Key Features of Effective Speech Recognition

Many speech recognition applications and devices are available, but the more advanced solutions use AI and machine learning. They integrate grammar, syntax, structure, and composition of audio and voice signals to understand and process human speech. Ideally, they learn as they go — evolving responses with each interaction. The following are some of the key features.

Streaming speech recognition: Receive real-time speech recognition results as the model processes the audio input streamed from your application’s microphone or sent from a pre-recorded audio file.

Speech adaptation: Customize speech recognition to transcribe domain-specific terms and rare words by providing hints and boost your transcription accuracy of specific words or phrases. Automatically convert spoken numbers into addresses, years, currencies, and more using classes.
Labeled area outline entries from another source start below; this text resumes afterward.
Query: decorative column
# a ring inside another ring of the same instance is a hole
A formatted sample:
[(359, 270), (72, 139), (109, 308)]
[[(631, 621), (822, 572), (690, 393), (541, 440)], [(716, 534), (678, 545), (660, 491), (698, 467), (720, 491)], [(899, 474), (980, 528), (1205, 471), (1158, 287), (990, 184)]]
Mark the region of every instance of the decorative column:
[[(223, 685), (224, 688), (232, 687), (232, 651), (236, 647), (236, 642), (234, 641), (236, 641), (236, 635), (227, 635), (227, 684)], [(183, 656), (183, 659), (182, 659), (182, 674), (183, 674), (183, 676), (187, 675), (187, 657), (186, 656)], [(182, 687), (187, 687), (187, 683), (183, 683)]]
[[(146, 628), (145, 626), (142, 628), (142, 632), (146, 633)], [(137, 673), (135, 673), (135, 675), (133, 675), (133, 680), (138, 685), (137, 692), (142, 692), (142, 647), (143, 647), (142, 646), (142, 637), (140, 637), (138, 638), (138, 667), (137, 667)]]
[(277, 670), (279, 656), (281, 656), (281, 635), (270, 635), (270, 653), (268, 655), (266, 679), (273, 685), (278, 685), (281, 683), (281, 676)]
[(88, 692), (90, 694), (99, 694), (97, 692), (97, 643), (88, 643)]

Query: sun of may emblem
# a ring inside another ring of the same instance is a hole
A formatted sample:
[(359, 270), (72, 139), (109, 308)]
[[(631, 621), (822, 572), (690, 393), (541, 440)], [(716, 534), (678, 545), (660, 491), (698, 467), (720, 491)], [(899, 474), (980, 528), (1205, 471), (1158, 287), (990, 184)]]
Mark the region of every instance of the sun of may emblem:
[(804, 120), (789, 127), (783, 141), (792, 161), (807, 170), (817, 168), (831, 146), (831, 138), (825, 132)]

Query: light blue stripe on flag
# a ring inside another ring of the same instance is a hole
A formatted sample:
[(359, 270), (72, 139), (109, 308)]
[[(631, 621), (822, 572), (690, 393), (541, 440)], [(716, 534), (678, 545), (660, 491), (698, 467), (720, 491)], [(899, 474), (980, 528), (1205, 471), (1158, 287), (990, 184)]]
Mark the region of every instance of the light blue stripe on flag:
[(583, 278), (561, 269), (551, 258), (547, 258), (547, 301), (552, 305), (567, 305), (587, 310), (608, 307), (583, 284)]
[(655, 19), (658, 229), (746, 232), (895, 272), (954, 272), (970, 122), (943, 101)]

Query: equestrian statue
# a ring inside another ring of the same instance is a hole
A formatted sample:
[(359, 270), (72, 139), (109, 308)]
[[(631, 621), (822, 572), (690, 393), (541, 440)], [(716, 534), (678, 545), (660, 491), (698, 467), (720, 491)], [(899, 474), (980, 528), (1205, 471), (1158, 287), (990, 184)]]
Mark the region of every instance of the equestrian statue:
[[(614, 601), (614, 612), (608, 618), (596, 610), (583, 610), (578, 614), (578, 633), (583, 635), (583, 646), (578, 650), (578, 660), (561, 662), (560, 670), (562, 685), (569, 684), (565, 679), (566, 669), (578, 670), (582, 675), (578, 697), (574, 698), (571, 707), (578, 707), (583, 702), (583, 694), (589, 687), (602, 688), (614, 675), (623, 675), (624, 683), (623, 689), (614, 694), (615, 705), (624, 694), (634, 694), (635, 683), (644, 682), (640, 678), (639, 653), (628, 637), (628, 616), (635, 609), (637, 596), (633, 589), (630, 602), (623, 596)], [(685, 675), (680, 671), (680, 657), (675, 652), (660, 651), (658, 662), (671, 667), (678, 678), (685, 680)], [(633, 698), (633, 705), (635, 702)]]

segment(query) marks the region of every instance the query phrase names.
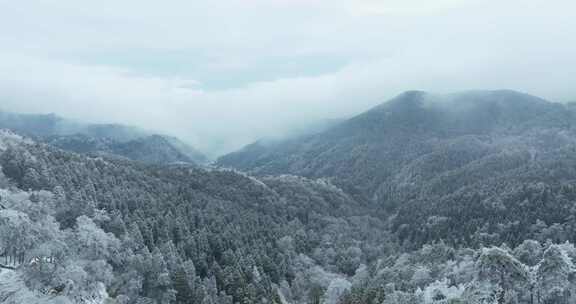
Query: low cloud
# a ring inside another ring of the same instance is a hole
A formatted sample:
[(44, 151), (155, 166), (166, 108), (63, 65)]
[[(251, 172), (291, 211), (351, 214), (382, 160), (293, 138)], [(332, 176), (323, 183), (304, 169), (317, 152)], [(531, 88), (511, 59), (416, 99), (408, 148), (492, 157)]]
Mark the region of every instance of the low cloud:
[[(1, 4), (0, 108), (136, 125), (219, 155), (410, 89), (576, 99), (572, 2), (410, 2)], [(45, 27), (10, 26), (23, 18)]]

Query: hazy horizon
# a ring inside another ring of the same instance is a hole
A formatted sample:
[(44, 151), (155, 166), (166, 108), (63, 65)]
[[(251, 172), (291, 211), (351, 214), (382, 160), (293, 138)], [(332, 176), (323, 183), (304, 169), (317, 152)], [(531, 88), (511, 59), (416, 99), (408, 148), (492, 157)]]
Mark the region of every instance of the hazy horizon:
[(575, 9), (564, 0), (5, 2), (1, 108), (157, 130), (214, 156), (405, 90), (570, 101)]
Multichannel recognition: Speech-to-Text can recognize distinct channels in multichannel situations (e.g., phone calls, video conferences, online interviews, etc.) and annotate the transcripts to preserve the order.
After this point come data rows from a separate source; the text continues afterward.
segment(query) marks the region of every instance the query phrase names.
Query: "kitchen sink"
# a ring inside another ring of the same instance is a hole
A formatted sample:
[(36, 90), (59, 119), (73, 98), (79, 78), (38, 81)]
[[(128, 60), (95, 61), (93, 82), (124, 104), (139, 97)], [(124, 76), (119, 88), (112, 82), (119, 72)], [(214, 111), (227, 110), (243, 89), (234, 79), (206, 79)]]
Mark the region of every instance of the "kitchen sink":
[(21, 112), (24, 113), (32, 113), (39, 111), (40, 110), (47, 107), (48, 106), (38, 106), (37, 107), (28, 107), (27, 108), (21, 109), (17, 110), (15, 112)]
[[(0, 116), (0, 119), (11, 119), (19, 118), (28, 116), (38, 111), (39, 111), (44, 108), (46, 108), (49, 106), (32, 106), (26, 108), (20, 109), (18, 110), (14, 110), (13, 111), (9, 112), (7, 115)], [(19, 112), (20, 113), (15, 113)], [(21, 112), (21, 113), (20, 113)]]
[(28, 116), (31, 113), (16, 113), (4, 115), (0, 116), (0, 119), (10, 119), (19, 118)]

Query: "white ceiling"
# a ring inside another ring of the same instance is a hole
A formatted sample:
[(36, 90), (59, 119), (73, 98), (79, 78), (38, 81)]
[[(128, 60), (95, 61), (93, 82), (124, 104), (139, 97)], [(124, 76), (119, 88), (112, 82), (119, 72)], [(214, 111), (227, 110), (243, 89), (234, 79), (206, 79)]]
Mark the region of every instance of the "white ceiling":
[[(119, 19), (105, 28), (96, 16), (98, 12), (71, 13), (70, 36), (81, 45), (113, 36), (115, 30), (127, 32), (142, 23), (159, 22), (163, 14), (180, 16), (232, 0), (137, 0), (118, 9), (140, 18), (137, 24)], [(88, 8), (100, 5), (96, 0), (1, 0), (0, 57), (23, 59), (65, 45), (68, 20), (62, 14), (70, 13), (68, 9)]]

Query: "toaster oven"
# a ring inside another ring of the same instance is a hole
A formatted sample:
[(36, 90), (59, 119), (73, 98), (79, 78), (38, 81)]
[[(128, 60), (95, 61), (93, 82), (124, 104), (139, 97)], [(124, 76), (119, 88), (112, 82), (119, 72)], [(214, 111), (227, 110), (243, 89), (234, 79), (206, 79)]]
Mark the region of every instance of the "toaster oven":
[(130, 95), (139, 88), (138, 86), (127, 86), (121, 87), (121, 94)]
Content filtering: Profanity filter helps you detect inappropriate or unprofessional content in your audio data and filter out profane words in text results.

Automatic punctuation: Speech-to-Text accurately punctuates transcriptions (e.g., commas, question marks, and periods).

Speaker diarization: Know who said what by receiving automatic predictions about which of the speakers in a conversation spoke each utterance.

Speech Recognition Use Cases

A wide number of industries are utilizing different applications of speech technology today, helping businesses and consumers save time and even lives. The following are some examples.

Automotive: Speech recognizers improve driver safety by enabling voice-activated navigation systems and search capabilities in car radios and infotainment systems.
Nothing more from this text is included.